201704635/2/A3.
Datum uitspraak: 30 juni 2017
AFDELING
BESTUURSRECHTSPRAAK
Uitspraak van de voorzieningenrechter van de Afdeling bestuursrechtspraak van de Raad van State op de verzoeken om het treffen van een voorlopige voorziening (artikel 8:81 van de Algemene wet bestuursrecht) hangende de hoger beroepen van:
1. [verzoeker sub 1], wonend te Boxmeer,
2. de burgemeester van Boxmeer,
tegen de uitspraak van de voorzieningenrechter van de rechtbank Oost-Brabant (hierna: de rechtbank) van 11 mei 2017 in zaak nrs. 17/1225 en 17/1218 in het geding tussen:
[verzoeker sub 1]
en
de burgemeester.
Procesverloop
Bij besluit van 10 november 2016 heeft de burgemeester [verzoeker sub 1] op grond van artikel 2:25, vierde lid, van de Algemene plaatselijke verordening Boxmeer 2013 (hierna: Apv) verboden vanaf 1 januari 2017 kofferbakverkopen en rommelmarkten te organiseren in de gemeente Boxmeer.
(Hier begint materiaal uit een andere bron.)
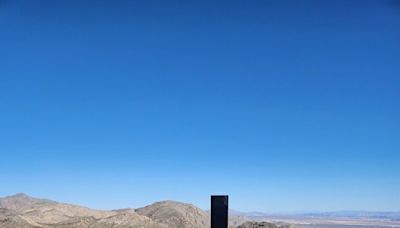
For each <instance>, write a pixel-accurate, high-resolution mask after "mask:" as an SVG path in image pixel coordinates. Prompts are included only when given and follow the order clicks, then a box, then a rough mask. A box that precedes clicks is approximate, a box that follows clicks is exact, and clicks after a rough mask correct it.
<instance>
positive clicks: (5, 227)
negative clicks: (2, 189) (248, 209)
mask: <svg viewBox="0 0 400 228" xmlns="http://www.w3.org/2000/svg"><path fill="white" fill-rule="evenodd" d="M3 227H5V228H8V227H10V228H19V227H21V228H40V227H41V228H50V227H52V228H78V227H79V228H108V227H115V228H122V227H124V228H128V227H132V228H139V227H141V228H209V227H210V212H209V211H203V210H201V209H200V208H198V207H196V206H194V205H191V204H187V203H181V202H176V201H162V202H156V203H154V204H151V205H148V206H145V207H142V208H137V209H133V208H126V209H119V210H111V211H105V210H94V209H90V208H87V207H84V206H77V205H72V204H66V203H59V202H56V201H52V200H47V199H37V198H33V197H30V196H28V195H26V194H16V195H12V196H7V197H3V198H0V228H3ZM229 227H230V228H254V227H263V228H288V227H300V228H303V227H304V228H309V227H312V228H318V227H327V228H333V227H334V228H339V227H340V228H341V227H346V228H360V227H362V228H366V227H400V212H368V211H338V212H322V213H298V214H268V213H263V212H249V213H245V212H240V211H236V210H232V209H230V210H229Z"/></svg>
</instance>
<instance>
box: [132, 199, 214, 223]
mask: <svg viewBox="0 0 400 228" xmlns="http://www.w3.org/2000/svg"><path fill="white" fill-rule="evenodd" d="M136 212H137V213H138V214H140V215H144V216H146V217H149V218H151V219H152V220H153V221H155V222H158V223H161V224H165V225H167V226H168V227H192V228H202V227H210V216H209V215H208V214H207V213H206V212H204V211H202V210H201V209H199V208H197V207H195V206H193V205H191V204H186V203H179V202H175V201H162V202H157V203H154V204H152V205H149V206H146V207H143V208H139V209H137V210H136Z"/></svg>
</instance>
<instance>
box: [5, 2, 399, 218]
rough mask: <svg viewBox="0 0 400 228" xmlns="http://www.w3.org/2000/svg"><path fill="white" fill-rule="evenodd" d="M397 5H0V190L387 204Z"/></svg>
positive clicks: (386, 3)
mask: <svg viewBox="0 0 400 228" xmlns="http://www.w3.org/2000/svg"><path fill="white" fill-rule="evenodd" d="M399 87H400V4H399V2H398V1H397V2H396V1H395V0H394V1H391V0H380V1H365V0H362V1H361V0H360V1H356V0H355V1H347V0H346V1H344V0H343V1H324V0H322V1H313V0H309V1H297V0H296V1H295V0H293V1H286V0H276V1H164V0H163V1H111V0H110V1H22V0H21V1H18V0H16V1H11V0H0V195H1V196H5V195H10V194H14V193H18V192H25V193H27V194H30V195H33V196H37V197H45V198H50V199H54V200H59V201H63V202H70V203H78V204H83V205H86V206H89V207H94V208H104V209H109V208H121V207H139V206H143V205H145V204H148V203H152V202H154V201H158V200H165V199H172V200H178V201H184V202H191V203H194V204H196V205H198V206H200V207H202V208H208V207H209V195H210V194H214V193H226V194H229V195H230V203H231V206H232V207H233V208H235V209H238V210H243V211H266V212H294V211H331V210H358V209H362V210H395V211H399V210H400V165H399V163H400V88H399Z"/></svg>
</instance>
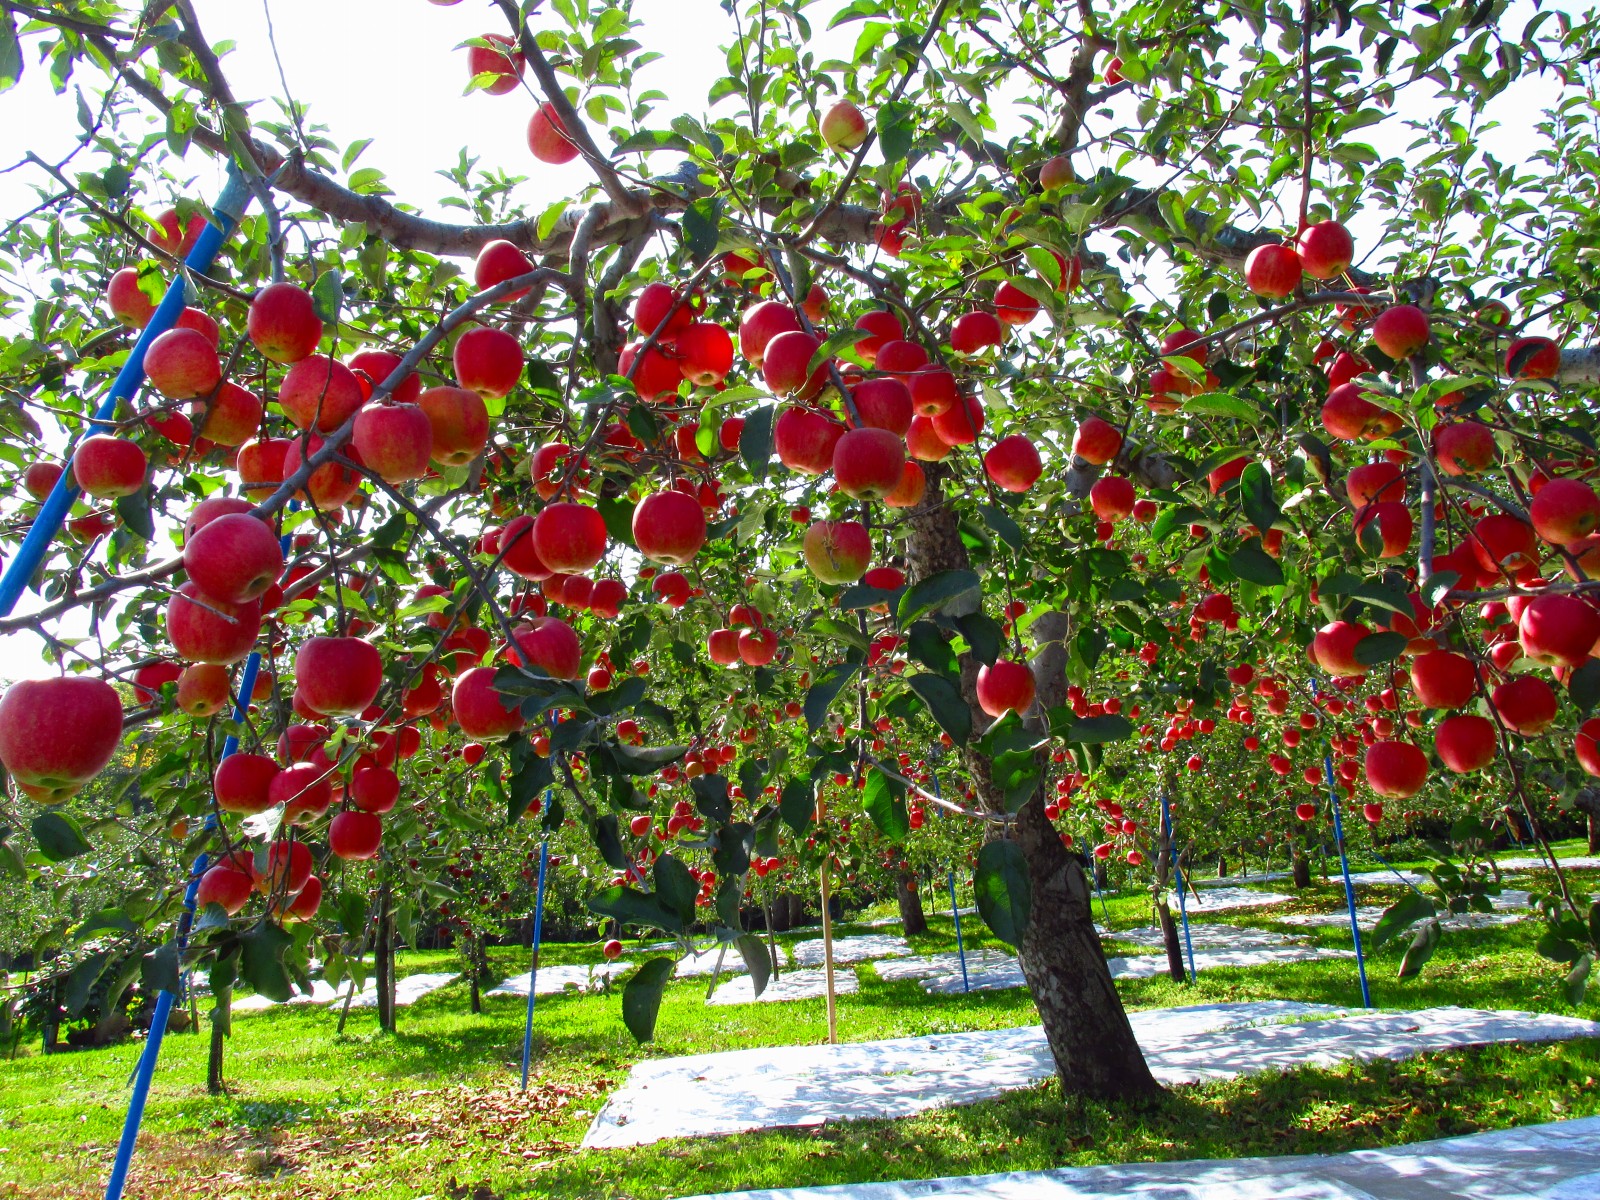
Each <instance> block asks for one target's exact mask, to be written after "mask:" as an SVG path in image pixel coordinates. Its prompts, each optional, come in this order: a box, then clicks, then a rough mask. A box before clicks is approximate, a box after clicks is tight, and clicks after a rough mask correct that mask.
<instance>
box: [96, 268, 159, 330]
mask: <svg viewBox="0 0 1600 1200" xmlns="http://www.w3.org/2000/svg"><path fill="white" fill-rule="evenodd" d="M106 307H107V309H110V315H112V317H115V318H117V323H118V325H126V326H128V328H130V330H142V328H144V326H146V325H149V323H150V317H154V315H155V301H152V299H150V298H149V296H146V294H144V288H141V286H139V272H138V270H134V269H133V267H123V269H122V270H118V272H117V274H115V275H112V277H110V283H107V285H106Z"/></svg>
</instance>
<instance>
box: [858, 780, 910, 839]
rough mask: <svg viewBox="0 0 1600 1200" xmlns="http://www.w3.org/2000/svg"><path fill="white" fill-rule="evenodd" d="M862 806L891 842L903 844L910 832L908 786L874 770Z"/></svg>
mask: <svg viewBox="0 0 1600 1200" xmlns="http://www.w3.org/2000/svg"><path fill="white" fill-rule="evenodd" d="M861 806H862V810H864V811H866V814H867V816H869V818H872V824H875V826H877V827H878V832H880V834H883V837H886V838H888V840H890V842H902V840H904V838H906V835H907V834H909V832H910V816H909V814H907V811H906V786H904V784H901V782H899V779H890V778H888V776H886V774H883V771H880V770H872V771H870V773H869V774H867V787H866V792H864V795H862V797H861Z"/></svg>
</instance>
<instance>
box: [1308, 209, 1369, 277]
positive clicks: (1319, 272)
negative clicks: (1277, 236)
mask: <svg viewBox="0 0 1600 1200" xmlns="http://www.w3.org/2000/svg"><path fill="white" fill-rule="evenodd" d="M1294 253H1296V254H1299V261H1301V269H1302V270H1304V272H1306V274H1307V275H1310V277H1312V278H1318V280H1328V278H1336V277H1338V275H1342V274H1344V272H1346V270H1347V269H1349V266H1350V262H1352V261H1354V259H1355V240H1354V238H1352V237H1350V232H1349V230H1347V229H1346V227H1344V226H1341V224H1339V222H1338V221H1320V222H1317V224H1314V226H1306V229H1302V230H1301V235H1299V238H1298V240H1296V242H1294Z"/></svg>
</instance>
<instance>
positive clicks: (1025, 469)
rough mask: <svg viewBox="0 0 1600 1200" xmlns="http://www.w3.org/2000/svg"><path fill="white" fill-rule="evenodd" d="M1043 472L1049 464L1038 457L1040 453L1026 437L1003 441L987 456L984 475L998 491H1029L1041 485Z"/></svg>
mask: <svg viewBox="0 0 1600 1200" xmlns="http://www.w3.org/2000/svg"><path fill="white" fill-rule="evenodd" d="M1043 470H1045V464H1043V462H1042V461H1040V458H1038V450H1037V448H1035V446H1034V443H1032V442H1030V440H1029V438H1026V437H1024V435H1022V434H1011V435H1008V437H1003V438H1000V440H998V442H995V443H994V445H992V446H989V453H986V454H984V472H986V474H987V475H989V478H990V480H994V483H995V486H997V488H1003V490H1006V491H1019V493H1021V491H1027V490H1029V488H1032V486H1034V485H1035V483H1037V482H1038V477H1040V475H1042V474H1043Z"/></svg>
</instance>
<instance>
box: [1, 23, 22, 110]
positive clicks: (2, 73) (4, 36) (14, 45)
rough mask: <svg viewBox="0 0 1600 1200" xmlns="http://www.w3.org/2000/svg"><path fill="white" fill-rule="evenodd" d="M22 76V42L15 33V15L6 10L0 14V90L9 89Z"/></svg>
mask: <svg viewBox="0 0 1600 1200" xmlns="http://www.w3.org/2000/svg"><path fill="white" fill-rule="evenodd" d="M19 78H22V43H21V42H19V40H18V35H16V16H14V14H13V13H11V11H10V10H8V11H6V13H5V14H3V16H0V91H10V90H11V88H14V86H16V83H18V80H19Z"/></svg>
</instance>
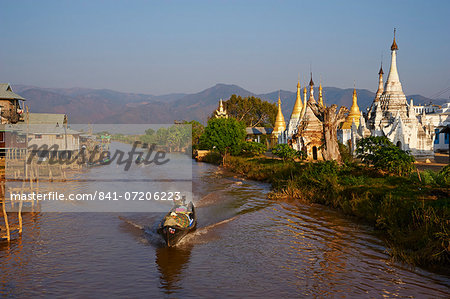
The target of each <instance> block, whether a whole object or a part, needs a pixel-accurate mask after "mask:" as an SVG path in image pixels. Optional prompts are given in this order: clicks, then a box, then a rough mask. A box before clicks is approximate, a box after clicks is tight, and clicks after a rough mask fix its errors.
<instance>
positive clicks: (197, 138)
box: [184, 120, 205, 148]
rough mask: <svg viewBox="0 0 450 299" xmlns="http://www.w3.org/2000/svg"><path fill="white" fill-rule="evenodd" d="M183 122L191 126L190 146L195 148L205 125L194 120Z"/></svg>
mask: <svg viewBox="0 0 450 299" xmlns="http://www.w3.org/2000/svg"><path fill="white" fill-rule="evenodd" d="M184 124H187V125H191V126H192V147H193V148H197V147H198V145H199V143H200V136H202V134H203V132H204V131H205V126H203V125H202V124H201V123H199V122H198V121H196V120H191V121H185V122H184Z"/></svg>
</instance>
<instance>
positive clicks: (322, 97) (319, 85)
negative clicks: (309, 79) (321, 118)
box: [319, 80, 325, 107]
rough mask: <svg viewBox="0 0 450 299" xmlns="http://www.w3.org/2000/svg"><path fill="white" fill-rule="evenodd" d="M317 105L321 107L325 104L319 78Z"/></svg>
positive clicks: (323, 106)
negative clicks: (319, 80)
mask: <svg viewBox="0 0 450 299" xmlns="http://www.w3.org/2000/svg"><path fill="white" fill-rule="evenodd" d="M319 105H320V106H322V107H325V104H324V103H323V96H322V80H320V84H319Z"/></svg>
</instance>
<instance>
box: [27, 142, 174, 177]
mask: <svg viewBox="0 0 450 299" xmlns="http://www.w3.org/2000/svg"><path fill="white" fill-rule="evenodd" d="M139 145H142V147H141V148H142V149H143V150H138V146H139ZM155 148H156V144H151V145H150V146H149V145H148V144H146V143H144V144H143V143H142V142H140V141H135V142H133V143H132V148H131V150H130V151H129V152H127V153H125V152H124V151H122V150H120V149H116V150H114V152H113V154H111V153H112V152H111V151H109V150H103V151H102V150H100V148H99V147H97V148H95V149H94V150H93V151H92V152H91V153H88V152H87V150H86V148H82V149H81V150H80V151H79V152H78V153H77V154H76V155H75V156H74V157H68V156H67V155H58V153H59V152H60V147H59V146H58V145H57V144H53V145H51V146H49V145H47V144H43V145H41V146H40V147H38V146H37V145H32V146H29V147H28V148H27V149H28V152H29V154H28V157H27V160H26V161H27V162H26V163H27V164H32V163H33V160H34V159H35V158H39V157H40V156H41V155H42V153H45V154H46V155H48V156H49V159H48V161H46V160H44V159H37V162H36V163H37V164H38V165H41V164H43V163H44V162H47V163H48V164H49V165H55V164H60V165H68V164H80V165H83V164H89V165H95V164H101V165H109V164H111V163H114V162H115V161H116V163H117V165H125V166H124V170H125V171H128V170H129V169H130V167H131V165H132V164H133V163H135V164H144V165H150V164H152V163H154V164H155V165H163V164H166V163H168V162H169V161H170V159H169V158H166V152H165V151H162V150H158V151H155Z"/></svg>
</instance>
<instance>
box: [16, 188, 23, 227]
mask: <svg viewBox="0 0 450 299" xmlns="http://www.w3.org/2000/svg"><path fill="white" fill-rule="evenodd" d="M22 194H23V191H21V192H20V202H19V212H18V213H17V217H18V218H19V234H22V205H23V200H22Z"/></svg>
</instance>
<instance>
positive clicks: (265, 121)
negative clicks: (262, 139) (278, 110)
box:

Bij besluit van 22 maart 2017 heeft de burgemeester naar aanleiding van het door [verzoeker sub 1] daartegen gemaakte bezwaar het verbod herroepen.
Bij besluit van 10 april 2017 heeft de burgemeester geweigerd aan [verzoeker sub 1] evenementenvergunning te verlenen voor kofferbakverkopen op het Kerkplein te Beugen.
Bij uitspraak van 11 mei 2017 heeft de rechtbank het door [verzoeker sub 1] tegen de besluiten van 22 maart 2017 en 10 april 2017 ingestelde beroep gegrond verklaard, het besluit van 10 april 2017 vernietigd en de burgemeester opgedragen een nieuw besluit op bezwaar te nemen.
Tegen deze uitspraak hebben [verzoeker sub 1] en de burgemeester hoger beroep ingesteld.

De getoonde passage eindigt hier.